Is Pasta Fattening?

Fish with bell peppers, onions and capers over whole grain spaghetti

A lot is written about pasta being a dieter’s enemy. Even some of my own patients and clients are shocked when I give them recipes that include pasta or when I suggest pasta salad as an appropriate side dish. The problem with pasta, I hear, is its calorie and carbohydrate content, and why I get asked “is pasta fattening?” by many clients.

Of course, if you know me, you know my position on blaming specific foods for rising weight and ill health. Individual foods matter little. Eating patterns matter immensely. No one food can be fattening. But your total diet sure can be out of whack.

Just recently, a new study made headlines claiming that Americans have had it wrong all along. Italian researchers find that pasta is good for weight control.
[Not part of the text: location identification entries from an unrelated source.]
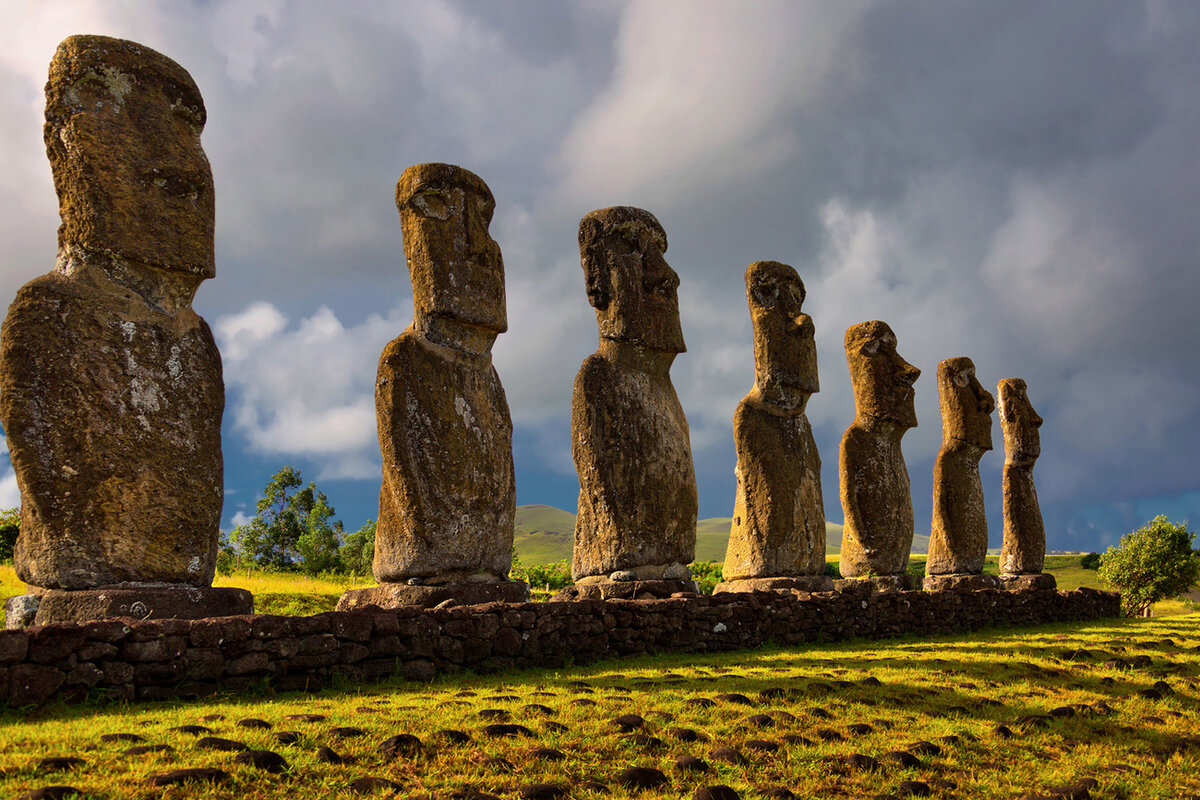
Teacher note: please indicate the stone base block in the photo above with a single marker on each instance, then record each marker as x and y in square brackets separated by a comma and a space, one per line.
[139, 602]
[875, 583]
[607, 589]
[397, 595]
[1027, 581]
[960, 582]
[796, 583]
Pasta good … pasta bad. Pasta makes you slim … pasta makes you fat. What are you to believe? Is pasta fattening after all?

Before deciding that a food contributes to weight gain, ask yourself these questions: 1) How much of this food am I eating, or how much does it contribute to my total calorie intake and 2) What am I not eating whenever I eat this food.

If your plate is covered with spaghetti, then maybe your serving size is fattening.

If you’re not eating a cup of nonstarchy vegetables like broccoli, carrots and zucchini for a mere 50-ish calories because you’re dipping into the pasta bowl for a second or third time – at about 220 calories per cup – then your overall diet probably needs some tweaking. Or maybe it needs a total makeover.

Healthy pasta

Veggie-Powered Pasta Sauce with Lentils

The Italian study in the journal Nutrition & Diabetes tells me that more pasta as a percentage of total calories is associated with healthier weight status when consumed with other traditional foods in a Mediterranean-style diet. It doesn’t suggest that adding a plate of penne to your current diet is a smart idea. In other words, don’t fear that pasta will make you fat. Enjoy a small serving of pasta with other health-boosting foods. Skip the Alfredo sauce. Instead toss your pasta with tomatoes, onions, garlic and any and all of your favorite vegetables.

How I Love Pasta: Loaded with Veggies (of course)

I nearly always choose whole grain pasta. There are quite a few brands that are very tasty. By the way, check out Oldway’s Whole Grains Council for more about whole grains and tons of recipes. Do it for Whole Grains Month!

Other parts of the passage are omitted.